Присутствие А. П. Литке в составе восставшего Гвардейского экипажа обнаруживается также благодаря мемуарам его старшего брата Ф. П. Литке, который вспоминал: «…когда Бестужевы увлекли экипаж на площадь, все обер-офицеры последовали за знаменем, а командиры и все штаб-офицеры оставались в казармах. Им это было поставлено в заслугу. Увидя, пришед на площадь, что тут не ладно, брат под некоторым предлогом ушел за фронт и далее к матери своей, где его и заперли…». Ф. П. Литке далее сообщает: «Брата арестовали, как и других, но не посадили в крепость, а вместе с Баранцевым и [Д. Н.] Лермонтовым 2-м – в Семеновский госпиталь, потому что командиры поручились за их непричастность к шайке»[964].

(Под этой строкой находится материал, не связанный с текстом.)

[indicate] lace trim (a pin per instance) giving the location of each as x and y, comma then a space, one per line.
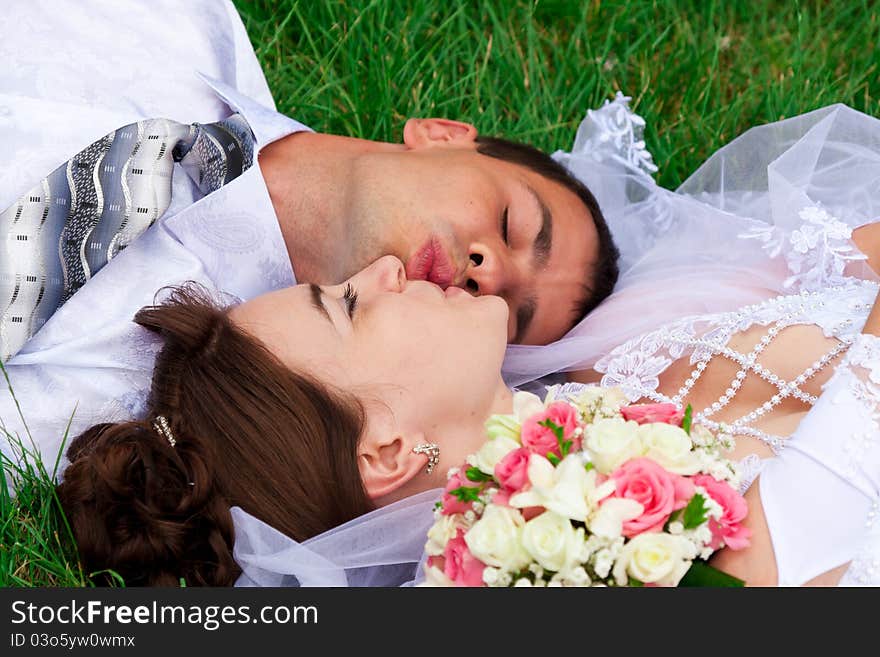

Всех офицеров Гвардейского экипажа, участвовавших в выступлении, арестовали в казармах. Тех, кто играл более активную роль в событиях, отправили на гауптвахты Зимнего дворца и Главного штаба, а затем в крепость. Менее замешанных, покинувших ряды восставших прежде разгрома каре, также арестовали и поместили на гауптвахтах, частью на гауптвахтах при полковых казармах. Так, арестованные вечером 14 декабря А. П. Литке, А. А. Баранцев, В. А Шпейер, П. Ф. Миллер и Д. Н. Лермантов оказались на гауптвахте л.-гв. Семеновского полка. Об этом свидетельствует историк этого полка П. Н. Дирин, который основывался на документах полкового архива[965]. Данный факт несомненно доказывает участие перечисленных офицеров в выступлении. В дальнейшем В. А. Шпейер и П. Ф. Миллер оказались в Петропавловской крепости, Д. Н. Лермантов «по болезни» содержался при госпитале Семеновского полка, а А. А. Баранцев и А. П. Литке 16 декабря были освобождены. Однако им предстояло еще пройти через полковое следствие, которое возглавлял капитан-лейтенант М. Н. Лермантов.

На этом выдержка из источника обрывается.